Starting situation – Repayment of capital contribution
The liability of limited partners of a KG [German limited partnership] or a GmbH & Co. KG [German limited partnership with a limited liability company as a general partner] vis à vis the company’s creditors is restricted to the amount of their limited partnership contribution or liability capital contribution as recorded in the commercial register. Once this amount has been paid then, generally, further liability can no longer be considered. However, this would not apply if the capital contribution has been repaid to the limited partners. In this respect, the liability to third parties is then restored once more. This is also frequently the situation in the case of investments in ship funds where distributions are regularly paid out to an investor although the profits that have actually been generated are insufficient to cover these. In this sense, this would then be deemed to constitute the repayment of a capital con-
tribution that would result in liability being restored.

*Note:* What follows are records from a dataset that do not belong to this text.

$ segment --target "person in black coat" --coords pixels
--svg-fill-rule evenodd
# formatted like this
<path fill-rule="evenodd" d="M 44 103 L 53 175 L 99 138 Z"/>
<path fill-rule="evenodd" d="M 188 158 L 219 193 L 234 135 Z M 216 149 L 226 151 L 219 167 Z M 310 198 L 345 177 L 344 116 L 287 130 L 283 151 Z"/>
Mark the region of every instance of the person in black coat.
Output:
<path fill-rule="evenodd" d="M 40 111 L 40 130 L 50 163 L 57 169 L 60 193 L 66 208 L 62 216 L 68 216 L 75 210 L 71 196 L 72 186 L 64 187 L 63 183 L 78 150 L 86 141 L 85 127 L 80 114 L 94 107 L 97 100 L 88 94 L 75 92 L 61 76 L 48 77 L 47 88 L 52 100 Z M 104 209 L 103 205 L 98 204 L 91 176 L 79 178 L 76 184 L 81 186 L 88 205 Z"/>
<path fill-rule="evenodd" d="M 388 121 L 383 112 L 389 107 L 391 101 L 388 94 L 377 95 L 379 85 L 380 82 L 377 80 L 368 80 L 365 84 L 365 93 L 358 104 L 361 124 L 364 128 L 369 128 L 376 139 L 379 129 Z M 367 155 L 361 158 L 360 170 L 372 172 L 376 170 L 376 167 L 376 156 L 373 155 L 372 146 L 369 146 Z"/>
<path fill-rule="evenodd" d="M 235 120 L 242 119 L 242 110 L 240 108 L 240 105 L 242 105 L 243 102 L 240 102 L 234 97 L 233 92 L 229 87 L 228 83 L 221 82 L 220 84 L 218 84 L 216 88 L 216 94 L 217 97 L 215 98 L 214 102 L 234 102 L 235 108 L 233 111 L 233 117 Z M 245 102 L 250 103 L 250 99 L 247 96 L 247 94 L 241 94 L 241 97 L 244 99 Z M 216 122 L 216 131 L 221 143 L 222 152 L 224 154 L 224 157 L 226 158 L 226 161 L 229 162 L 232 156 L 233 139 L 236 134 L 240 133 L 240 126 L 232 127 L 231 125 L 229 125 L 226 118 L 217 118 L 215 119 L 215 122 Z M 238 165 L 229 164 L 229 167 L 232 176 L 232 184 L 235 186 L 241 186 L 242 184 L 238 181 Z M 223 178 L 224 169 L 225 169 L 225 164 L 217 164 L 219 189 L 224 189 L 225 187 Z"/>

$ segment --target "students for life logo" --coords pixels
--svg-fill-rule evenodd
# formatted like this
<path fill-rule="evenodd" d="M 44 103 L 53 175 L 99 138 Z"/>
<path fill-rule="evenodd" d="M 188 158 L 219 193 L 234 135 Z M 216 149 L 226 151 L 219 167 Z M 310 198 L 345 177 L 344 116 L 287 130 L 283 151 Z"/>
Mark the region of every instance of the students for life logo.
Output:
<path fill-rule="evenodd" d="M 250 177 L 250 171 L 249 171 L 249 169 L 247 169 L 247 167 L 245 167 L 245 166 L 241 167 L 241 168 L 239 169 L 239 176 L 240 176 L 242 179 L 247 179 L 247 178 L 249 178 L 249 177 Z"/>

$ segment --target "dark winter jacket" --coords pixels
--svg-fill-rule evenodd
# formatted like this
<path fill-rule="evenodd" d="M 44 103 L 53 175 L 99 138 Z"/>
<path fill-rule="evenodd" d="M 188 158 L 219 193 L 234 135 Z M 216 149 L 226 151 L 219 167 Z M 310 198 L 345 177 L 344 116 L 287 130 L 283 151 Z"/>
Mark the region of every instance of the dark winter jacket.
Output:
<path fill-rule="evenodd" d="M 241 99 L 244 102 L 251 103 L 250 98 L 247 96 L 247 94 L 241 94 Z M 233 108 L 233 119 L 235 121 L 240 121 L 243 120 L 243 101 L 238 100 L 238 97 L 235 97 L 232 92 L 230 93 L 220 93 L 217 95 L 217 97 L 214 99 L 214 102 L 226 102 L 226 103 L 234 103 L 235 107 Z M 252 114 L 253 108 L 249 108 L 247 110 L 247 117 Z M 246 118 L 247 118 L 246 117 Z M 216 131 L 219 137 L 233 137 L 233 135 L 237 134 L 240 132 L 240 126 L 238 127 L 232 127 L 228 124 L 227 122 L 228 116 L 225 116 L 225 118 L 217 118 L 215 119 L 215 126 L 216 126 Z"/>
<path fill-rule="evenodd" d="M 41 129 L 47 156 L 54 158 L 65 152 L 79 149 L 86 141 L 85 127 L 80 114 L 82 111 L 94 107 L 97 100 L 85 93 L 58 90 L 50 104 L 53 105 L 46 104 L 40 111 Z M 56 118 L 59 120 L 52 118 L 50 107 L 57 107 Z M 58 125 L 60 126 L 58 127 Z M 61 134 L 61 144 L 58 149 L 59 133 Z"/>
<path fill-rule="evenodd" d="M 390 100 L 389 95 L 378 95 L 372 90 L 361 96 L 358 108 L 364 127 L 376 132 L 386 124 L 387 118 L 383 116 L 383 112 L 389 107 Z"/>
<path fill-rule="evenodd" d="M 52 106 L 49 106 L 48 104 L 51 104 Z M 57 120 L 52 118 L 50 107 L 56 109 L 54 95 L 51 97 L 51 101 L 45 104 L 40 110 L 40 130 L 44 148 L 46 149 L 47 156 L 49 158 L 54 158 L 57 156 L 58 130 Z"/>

The extent of liability in the event of insolvency
In the cases in question,(BGH from 15.12.2020, case reference: II ZR 108/19, and from 28.1.2021, case reference: IX ZR 54/20), insolvency proceedings pertaining to the assets of the fund management company were opened each time and, in the course of these, the ships were sold. Switching to the so-called tonnage tax method of determining taxable income, prior to the crisis already, had ultimately resulted in a trade tax liability for the company (add-back of the hidden reserves determined during the switch to this method of determining taxable income). In each case, the insolvency administrator held the limited liability partners liable for the tax payment.
The BGH judges ultimately accepted that the limited partners could be held liable and essentially based their decision on the fact that the tax liability was established prior to the opening of insolvency proceedings. The basis for the trade tax liability was created, prior to the insolvency, by switching the method of determining taxable income so that the trade tax, which was triggered as a consequence, was covered by the partners’ liability.
Even though these new rulings will be of little comfort to limited partners who are affected, nevertheless, they do at least provide considerably more legal certainty in the area of the liability of limited partners in the event of insolvency. From now on, the exclusion of liability can only be considered for those obligations that arise as genuine preferential liabilities incurred as a result of legal acts by the insolvency administrator. By contrast, if the liability was already established prior to the insolvency – which is frequently the case not only for tax liabilities but also, e.g., in the case of continuous obligations – then the limited partner would not be able to claim any limitation of liability.